Cleveland Clinic (March 9, 2023) – Nephrologist Sevag Demirjian, MD takes you through the history of dialysis and explain discoveries and innovations along the way.
What is dialysis?
Dialysis is a treatment for people whose kidneys are failing. When you have kidney failure, your kidneys don’t filter blood the way they should. As a result, wastes and toxins build up in your bloodstream. Dialysis does the work of your kidneys, removing waste products and excess fluid from the blood.
Who needs dialysis?
People who have kidney failure, or end-stage renal disease (ESRD), may need dialysis. Injuries and conditions like high blood pressure, diabetes and lupus can damage kidneys, leading to kidney disease.

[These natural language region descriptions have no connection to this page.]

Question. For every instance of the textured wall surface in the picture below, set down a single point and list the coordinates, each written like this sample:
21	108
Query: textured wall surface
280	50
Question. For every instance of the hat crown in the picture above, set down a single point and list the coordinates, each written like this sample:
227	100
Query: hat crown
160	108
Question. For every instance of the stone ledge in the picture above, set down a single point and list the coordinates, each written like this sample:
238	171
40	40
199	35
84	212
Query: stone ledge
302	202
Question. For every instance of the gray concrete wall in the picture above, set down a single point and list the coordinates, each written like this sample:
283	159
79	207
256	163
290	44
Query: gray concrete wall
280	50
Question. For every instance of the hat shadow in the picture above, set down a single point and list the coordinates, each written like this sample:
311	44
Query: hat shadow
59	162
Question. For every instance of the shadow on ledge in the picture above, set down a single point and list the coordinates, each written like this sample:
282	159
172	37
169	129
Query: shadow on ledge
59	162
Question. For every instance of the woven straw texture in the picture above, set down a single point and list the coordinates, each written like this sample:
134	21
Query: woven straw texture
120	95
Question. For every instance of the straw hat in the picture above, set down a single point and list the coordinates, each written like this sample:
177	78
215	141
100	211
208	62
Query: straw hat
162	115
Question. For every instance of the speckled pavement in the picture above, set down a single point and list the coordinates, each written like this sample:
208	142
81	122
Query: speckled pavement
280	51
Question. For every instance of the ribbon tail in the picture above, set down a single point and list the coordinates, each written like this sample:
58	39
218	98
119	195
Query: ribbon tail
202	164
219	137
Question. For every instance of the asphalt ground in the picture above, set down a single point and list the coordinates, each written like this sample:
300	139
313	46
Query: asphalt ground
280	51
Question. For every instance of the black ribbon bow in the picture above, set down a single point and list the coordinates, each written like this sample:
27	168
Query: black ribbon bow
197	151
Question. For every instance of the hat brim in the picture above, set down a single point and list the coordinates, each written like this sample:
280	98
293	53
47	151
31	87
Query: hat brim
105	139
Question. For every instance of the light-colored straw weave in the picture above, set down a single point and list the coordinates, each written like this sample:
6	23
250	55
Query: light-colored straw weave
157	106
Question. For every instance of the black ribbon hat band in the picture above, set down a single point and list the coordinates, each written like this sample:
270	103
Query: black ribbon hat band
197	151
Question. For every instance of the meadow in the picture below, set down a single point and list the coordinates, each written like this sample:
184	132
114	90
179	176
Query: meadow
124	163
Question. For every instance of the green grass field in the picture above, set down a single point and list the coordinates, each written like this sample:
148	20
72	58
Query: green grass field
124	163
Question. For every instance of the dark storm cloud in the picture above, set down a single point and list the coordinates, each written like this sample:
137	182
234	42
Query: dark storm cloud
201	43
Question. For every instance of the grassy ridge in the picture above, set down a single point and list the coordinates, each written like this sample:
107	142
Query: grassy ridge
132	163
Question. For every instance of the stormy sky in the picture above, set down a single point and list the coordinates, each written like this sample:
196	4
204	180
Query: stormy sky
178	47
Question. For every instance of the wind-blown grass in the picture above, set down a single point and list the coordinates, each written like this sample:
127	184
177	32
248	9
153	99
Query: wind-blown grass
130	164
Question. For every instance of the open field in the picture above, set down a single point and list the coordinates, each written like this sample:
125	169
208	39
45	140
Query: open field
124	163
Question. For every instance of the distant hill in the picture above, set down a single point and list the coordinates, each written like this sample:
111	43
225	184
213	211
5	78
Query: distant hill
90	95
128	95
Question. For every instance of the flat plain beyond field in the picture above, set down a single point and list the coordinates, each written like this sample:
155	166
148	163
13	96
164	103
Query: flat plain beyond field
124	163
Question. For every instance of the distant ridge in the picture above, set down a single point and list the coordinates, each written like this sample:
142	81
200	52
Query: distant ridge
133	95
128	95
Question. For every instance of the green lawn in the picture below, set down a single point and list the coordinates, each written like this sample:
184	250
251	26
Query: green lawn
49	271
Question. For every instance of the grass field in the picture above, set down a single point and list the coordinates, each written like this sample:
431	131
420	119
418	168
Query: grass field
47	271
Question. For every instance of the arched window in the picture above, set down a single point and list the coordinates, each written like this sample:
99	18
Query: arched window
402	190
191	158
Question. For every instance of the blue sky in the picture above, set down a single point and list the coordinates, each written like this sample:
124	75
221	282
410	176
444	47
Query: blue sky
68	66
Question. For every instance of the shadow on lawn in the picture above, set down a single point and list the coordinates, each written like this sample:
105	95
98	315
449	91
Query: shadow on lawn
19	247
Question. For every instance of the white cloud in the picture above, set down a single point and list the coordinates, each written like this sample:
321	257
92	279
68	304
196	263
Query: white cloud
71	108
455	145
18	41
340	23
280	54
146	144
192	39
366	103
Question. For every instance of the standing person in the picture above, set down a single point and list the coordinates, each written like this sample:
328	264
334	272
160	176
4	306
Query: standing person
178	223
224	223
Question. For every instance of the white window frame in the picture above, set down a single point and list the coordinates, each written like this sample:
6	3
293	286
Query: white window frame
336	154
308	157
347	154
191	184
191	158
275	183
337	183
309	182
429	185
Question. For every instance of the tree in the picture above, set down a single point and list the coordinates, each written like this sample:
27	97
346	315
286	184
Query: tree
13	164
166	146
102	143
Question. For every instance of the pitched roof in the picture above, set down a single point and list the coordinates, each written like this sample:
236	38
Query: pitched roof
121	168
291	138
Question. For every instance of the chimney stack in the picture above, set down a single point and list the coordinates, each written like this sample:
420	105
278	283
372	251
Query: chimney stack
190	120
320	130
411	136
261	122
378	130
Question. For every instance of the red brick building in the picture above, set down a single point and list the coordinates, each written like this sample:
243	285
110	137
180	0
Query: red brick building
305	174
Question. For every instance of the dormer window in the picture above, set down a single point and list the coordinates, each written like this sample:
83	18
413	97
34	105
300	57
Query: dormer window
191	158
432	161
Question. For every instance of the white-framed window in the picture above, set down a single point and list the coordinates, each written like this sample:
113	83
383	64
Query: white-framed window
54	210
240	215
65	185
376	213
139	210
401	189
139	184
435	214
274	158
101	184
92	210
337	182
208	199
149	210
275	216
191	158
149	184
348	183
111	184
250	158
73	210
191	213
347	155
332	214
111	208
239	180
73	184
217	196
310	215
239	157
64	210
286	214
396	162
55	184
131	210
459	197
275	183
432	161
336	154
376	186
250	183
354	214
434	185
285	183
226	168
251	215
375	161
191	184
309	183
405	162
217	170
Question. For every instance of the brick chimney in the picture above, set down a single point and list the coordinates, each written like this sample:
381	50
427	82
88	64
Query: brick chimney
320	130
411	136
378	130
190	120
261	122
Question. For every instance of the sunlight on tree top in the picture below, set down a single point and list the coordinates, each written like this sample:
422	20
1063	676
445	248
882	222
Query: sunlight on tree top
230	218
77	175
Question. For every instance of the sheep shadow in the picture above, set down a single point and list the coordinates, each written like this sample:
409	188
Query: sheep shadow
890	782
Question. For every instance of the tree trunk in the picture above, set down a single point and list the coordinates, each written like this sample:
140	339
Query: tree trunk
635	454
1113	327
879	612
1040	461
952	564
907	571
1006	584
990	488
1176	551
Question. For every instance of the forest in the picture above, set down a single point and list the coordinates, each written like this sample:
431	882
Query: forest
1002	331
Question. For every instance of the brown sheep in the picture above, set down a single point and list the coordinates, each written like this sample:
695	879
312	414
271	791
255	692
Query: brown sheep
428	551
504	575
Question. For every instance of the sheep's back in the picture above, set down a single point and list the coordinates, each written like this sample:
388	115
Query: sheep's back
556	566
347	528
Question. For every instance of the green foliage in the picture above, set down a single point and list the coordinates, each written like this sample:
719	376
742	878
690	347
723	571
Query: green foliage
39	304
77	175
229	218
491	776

Some people develop kidney problems for no known reason. Kidney failure can be a long-term condition, or it can come on suddenly (acute) after a severe illness or injury. This type of kidney failure may go away as you recover.
There are five stages of kidney disease. In stage 5 kidney disease, healthcare providers consider you to be in end-stage renal disease (ESRD) or kidney failure. At this point, kidneys are carrying out around 10% to 15% of their normal function. You may need dialysis or a kidney transplant to stay alive. Some people undergo dialysis while waiting for a transplant.